Other parameters that can be relevant are vfs_cache_pressure and swappiness, as they control how the system clears file cache in response to memory pressure, and the balance between reclaim and cache shrinking.
Transparent Huge Pages (THP) can contribute to memory fragmentation as well. This feature is not recommended for us with Oracle databases, so be sure it is off.
If your system is configured to use containers, that can be another major factor. I.e. there can be enough contiguous memory, but it can be not accessible to that particular memory cgroup. Conversely, cgroups can be used to limit fragmentation if it is known which activity is causing it (by isolating this activity to a memory cgroup).

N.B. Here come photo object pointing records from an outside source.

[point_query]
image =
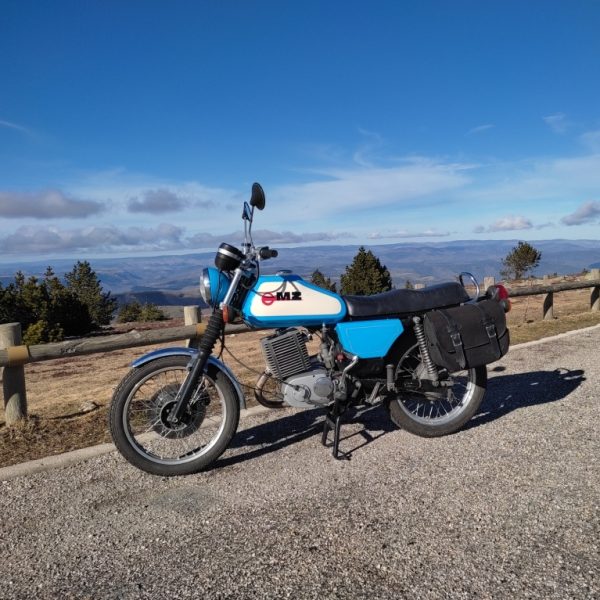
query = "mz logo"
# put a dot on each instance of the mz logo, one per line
(268, 298)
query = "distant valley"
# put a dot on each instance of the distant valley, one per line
(173, 280)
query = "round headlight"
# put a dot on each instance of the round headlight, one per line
(205, 287)
(228, 257)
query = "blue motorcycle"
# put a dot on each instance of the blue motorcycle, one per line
(422, 354)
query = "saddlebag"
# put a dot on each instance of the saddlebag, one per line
(467, 336)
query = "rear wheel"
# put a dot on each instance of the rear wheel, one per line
(139, 418)
(430, 411)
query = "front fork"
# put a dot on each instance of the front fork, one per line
(207, 343)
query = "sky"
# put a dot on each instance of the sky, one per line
(138, 126)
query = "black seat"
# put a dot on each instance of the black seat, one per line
(397, 302)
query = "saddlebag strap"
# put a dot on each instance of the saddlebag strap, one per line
(456, 340)
(490, 328)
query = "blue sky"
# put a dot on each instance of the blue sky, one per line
(139, 126)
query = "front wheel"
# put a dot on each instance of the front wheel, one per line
(143, 434)
(430, 411)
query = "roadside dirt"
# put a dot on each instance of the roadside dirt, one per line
(59, 391)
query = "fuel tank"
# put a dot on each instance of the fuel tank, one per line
(286, 300)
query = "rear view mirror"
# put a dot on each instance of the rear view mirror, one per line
(258, 196)
(247, 212)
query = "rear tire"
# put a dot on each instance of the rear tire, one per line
(431, 412)
(142, 433)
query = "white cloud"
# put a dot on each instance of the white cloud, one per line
(157, 202)
(591, 140)
(480, 129)
(588, 212)
(101, 238)
(50, 204)
(347, 189)
(510, 223)
(557, 122)
(16, 127)
(404, 234)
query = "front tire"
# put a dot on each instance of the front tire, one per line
(144, 436)
(427, 411)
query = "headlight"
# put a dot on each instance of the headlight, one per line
(205, 287)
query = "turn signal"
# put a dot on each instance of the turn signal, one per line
(226, 314)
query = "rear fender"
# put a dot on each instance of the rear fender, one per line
(192, 353)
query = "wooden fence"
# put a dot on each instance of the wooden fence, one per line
(13, 354)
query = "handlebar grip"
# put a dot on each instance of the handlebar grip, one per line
(266, 253)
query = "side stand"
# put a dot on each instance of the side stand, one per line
(333, 421)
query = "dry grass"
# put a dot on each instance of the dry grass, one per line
(57, 389)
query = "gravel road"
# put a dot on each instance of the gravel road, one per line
(508, 507)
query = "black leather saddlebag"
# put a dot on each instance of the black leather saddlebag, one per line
(467, 336)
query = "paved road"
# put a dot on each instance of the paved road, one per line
(509, 507)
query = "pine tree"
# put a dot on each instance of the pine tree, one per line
(84, 283)
(522, 258)
(366, 275)
(319, 279)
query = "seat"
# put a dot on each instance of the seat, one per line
(398, 302)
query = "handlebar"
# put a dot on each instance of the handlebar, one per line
(266, 253)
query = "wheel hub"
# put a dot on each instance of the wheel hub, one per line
(164, 403)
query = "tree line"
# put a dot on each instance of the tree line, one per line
(50, 309)
(366, 275)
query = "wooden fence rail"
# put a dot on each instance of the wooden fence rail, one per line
(13, 354)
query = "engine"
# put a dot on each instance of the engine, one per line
(305, 382)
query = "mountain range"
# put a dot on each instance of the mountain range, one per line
(173, 279)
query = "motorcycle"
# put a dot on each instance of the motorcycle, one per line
(422, 354)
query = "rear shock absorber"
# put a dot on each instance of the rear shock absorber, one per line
(425, 356)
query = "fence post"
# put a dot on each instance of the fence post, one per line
(549, 306)
(13, 377)
(191, 316)
(595, 299)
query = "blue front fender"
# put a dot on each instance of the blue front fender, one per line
(191, 353)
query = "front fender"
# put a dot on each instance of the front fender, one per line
(191, 353)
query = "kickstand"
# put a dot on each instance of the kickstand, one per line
(333, 421)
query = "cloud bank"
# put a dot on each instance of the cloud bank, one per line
(588, 212)
(50, 204)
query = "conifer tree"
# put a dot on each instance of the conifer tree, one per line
(522, 258)
(319, 279)
(84, 283)
(366, 275)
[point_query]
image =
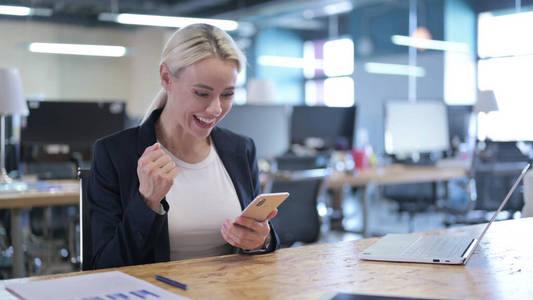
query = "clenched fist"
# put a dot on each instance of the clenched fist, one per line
(156, 172)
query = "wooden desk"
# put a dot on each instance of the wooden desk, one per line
(501, 268)
(393, 174)
(396, 174)
(59, 192)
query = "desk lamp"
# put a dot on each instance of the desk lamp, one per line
(12, 102)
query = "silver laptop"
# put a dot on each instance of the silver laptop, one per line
(435, 249)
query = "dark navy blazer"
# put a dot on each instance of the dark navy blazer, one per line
(127, 232)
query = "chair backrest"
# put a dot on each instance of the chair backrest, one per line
(527, 210)
(85, 225)
(297, 219)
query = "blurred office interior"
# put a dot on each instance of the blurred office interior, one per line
(335, 93)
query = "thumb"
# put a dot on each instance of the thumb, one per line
(153, 147)
(272, 214)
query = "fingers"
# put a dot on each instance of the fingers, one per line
(169, 166)
(241, 237)
(273, 214)
(149, 149)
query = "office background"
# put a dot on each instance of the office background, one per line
(284, 42)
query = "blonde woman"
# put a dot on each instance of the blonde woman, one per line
(174, 187)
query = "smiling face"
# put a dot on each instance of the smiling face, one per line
(200, 95)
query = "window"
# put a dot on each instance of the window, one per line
(328, 68)
(505, 66)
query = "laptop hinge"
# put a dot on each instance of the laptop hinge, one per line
(470, 248)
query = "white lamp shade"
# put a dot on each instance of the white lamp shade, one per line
(486, 102)
(260, 91)
(12, 101)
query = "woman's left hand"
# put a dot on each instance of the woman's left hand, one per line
(247, 233)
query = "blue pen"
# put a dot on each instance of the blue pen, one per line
(171, 282)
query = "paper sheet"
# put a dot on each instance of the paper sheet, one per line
(100, 286)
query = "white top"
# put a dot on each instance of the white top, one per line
(201, 198)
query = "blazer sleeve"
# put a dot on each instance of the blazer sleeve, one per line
(123, 227)
(274, 239)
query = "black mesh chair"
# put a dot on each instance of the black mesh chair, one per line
(303, 178)
(85, 232)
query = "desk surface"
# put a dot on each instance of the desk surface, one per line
(58, 192)
(501, 268)
(396, 174)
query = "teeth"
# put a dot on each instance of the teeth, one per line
(205, 120)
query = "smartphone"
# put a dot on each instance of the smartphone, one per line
(263, 205)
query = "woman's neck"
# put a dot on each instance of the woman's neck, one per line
(181, 144)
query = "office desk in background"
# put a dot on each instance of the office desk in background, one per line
(393, 174)
(501, 268)
(47, 193)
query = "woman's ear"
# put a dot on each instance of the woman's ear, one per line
(165, 75)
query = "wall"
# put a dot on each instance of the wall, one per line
(373, 90)
(288, 81)
(377, 23)
(134, 78)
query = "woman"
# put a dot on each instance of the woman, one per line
(174, 187)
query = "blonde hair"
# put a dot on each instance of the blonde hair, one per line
(191, 44)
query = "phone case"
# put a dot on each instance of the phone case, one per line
(263, 205)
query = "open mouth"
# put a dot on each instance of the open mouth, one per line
(204, 123)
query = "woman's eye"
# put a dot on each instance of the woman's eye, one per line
(200, 94)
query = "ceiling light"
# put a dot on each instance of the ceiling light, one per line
(338, 8)
(14, 10)
(286, 62)
(78, 49)
(24, 11)
(403, 40)
(165, 21)
(394, 69)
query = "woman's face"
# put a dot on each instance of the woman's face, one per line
(201, 95)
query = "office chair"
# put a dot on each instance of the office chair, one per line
(527, 210)
(298, 219)
(493, 172)
(85, 232)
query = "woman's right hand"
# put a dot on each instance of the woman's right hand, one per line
(156, 172)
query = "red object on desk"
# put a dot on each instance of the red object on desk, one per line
(359, 158)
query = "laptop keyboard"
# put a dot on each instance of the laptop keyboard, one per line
(437, 247)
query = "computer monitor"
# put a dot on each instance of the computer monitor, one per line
(333, 125)
(459, 117)
(73, 123)
(415, 128)
(267, 125)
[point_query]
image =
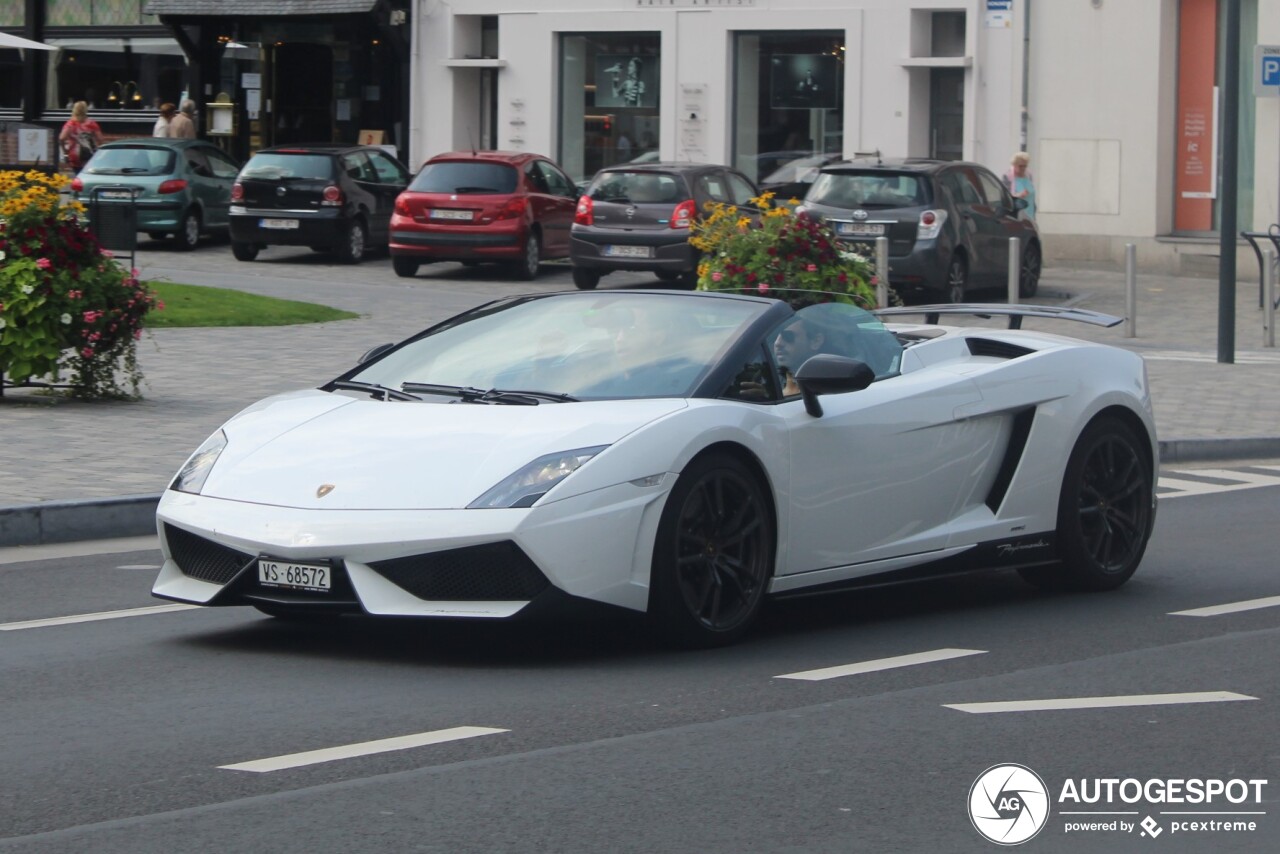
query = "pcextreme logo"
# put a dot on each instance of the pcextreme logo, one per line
(1010, 804)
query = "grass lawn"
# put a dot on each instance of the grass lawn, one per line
(192, 305)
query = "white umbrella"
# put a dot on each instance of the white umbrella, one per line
(26, 44)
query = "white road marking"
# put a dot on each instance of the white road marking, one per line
(1232, 607)
(1098, 702)
(362, 749)
(881, 663)
(94, 617)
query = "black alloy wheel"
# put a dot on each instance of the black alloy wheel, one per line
(1105, 511)
(958, 279)
(713, 556)
(1028, 281)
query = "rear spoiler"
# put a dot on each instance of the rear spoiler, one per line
(1015, 313)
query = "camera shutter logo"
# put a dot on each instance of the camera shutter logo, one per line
(1009, 804)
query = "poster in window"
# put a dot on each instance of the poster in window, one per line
(804, 82)
(626, 81)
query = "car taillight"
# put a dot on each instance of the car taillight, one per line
(684, 214)
(931, 224)
(512, 209)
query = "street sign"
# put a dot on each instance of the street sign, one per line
(1266, 71)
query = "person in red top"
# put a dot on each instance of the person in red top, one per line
(80, 137)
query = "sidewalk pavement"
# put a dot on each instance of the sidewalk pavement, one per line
(85, 470)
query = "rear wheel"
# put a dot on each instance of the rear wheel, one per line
(585, 279)
(245, 251)
(406, 268)
(713, 555)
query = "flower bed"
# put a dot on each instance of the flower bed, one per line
(65, 305)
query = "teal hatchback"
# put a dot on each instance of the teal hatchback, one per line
(182, 188)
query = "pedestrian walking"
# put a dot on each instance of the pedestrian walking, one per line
(80, 137)
(161, 128)
(182, 126)
(1019, 182)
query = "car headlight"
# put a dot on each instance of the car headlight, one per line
(535, 480)
(191, 478)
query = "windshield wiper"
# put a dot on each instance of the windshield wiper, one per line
(374, 388)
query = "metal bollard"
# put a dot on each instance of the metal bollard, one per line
(1269, 300)
(1130, 290)
(882, 272)
(1015, 268)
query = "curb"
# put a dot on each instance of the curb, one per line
(69, 521)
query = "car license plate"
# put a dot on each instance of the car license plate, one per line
(629, 251)
(295, 576)
(440, 213)
(860, 229)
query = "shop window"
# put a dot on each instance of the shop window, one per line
(787, 99)
(609, 106)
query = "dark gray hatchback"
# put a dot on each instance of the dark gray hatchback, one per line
(636, 217)
(947, 224)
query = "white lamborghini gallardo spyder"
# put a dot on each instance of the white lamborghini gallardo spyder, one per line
(686, 455)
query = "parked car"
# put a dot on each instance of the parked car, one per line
(329, 196)
(636, 217)
(644, 450)
(472, 206)
(182, 188)
(947, 223)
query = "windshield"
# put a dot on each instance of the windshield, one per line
(465, 177)
(277, 167)
(583, 346)
(868, 190)
(131, 160)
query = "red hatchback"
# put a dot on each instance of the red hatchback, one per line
(475, 206)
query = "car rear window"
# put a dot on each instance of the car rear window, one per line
(465, 177)
(278, 165)
(639, 187)
(868, 190)
(131, 160)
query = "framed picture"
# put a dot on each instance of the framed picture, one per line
(626, 81)
(804, 82)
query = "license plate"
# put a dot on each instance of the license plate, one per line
(293, 576)
(629, 251)
(439, 213)
(860, 229)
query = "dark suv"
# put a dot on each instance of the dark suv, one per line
(947, 223)
(332, 197)
(636, 217)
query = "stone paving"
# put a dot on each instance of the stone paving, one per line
(54, 450)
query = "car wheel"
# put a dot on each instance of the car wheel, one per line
(1104, 512)
(585, 279)
(526, 270)
(406, 268)
(351, 250)
(958, 279)
(1028, 282)
(713, 555)
(187, 237)
(245, 251)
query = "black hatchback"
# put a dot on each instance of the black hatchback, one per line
(636, 217)
(332, 197)
(947, 223)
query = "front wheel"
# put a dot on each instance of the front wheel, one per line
(713, 555)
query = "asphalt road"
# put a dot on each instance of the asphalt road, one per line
(117, 733)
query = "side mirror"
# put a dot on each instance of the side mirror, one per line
(831, 375)
(374, 354)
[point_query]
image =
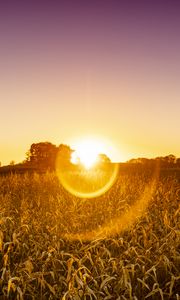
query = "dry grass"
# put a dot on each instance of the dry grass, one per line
(39, 261)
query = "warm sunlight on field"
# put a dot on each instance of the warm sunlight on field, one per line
(90, 173)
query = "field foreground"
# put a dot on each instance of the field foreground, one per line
(49, 248)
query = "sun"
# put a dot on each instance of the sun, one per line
(86, 153)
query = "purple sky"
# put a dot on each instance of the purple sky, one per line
(73, 68)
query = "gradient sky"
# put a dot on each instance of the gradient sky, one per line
(76, 68)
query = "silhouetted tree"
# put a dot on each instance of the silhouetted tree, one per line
(42, 155)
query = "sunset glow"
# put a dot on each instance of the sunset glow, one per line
(86, 153)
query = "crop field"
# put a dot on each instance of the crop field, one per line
(124, 244)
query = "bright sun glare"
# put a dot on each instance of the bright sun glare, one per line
(86, 153)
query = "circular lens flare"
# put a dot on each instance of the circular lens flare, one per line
(86, 176)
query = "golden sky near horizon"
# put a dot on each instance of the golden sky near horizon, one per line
(65, 77)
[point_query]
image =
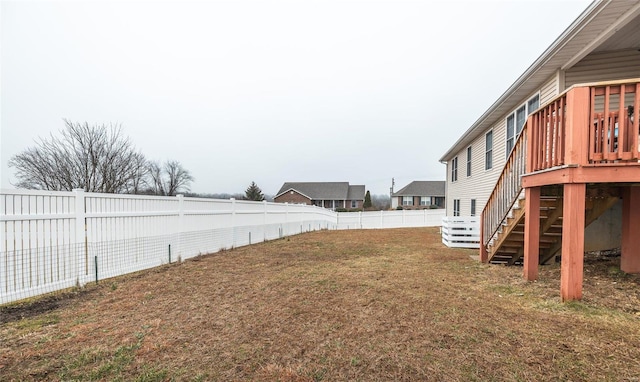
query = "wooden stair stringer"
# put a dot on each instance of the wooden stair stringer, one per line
(512, 222)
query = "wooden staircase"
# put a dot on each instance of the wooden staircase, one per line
(507, 247)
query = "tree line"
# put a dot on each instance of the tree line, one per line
(96, 158)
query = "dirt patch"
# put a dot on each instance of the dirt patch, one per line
(335, 305)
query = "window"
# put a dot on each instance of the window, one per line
(517, 119)
(488, 150)
(520, 118)
(454, 169)
(510, 133)
(533, 104)
(469, 161)
(456, 207)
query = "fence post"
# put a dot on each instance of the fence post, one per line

Finally, on NUMA systems, disabling NUMA can make a massive difference. When whatever free memory your system has, is split between several nodes, it becomes much easier to get fragmented.
Memory fragmentation can be a serious problem for a Linux server, with impacts ranging from mild performance discomfort to node evictions and reboots. It can be identified by examining VM metrics (in particular, /proc/buddyinfo), and confirmed by observing syscalls related to direct compaction in kernel stacks for affected processes. As usual, exact solution will depend on the specific scenario of the problem, but it would typically involve changing VM settings (such as vm.min_kbytes_free) or adjusting memory cgroup configuration. NUMA tends to make fragmentation worse, so if it’s on, disabling it would be one of the first things to consider. While searching for a definitive solution, dropping caches can serve as a temporary workaround, although it may have side effects of its own.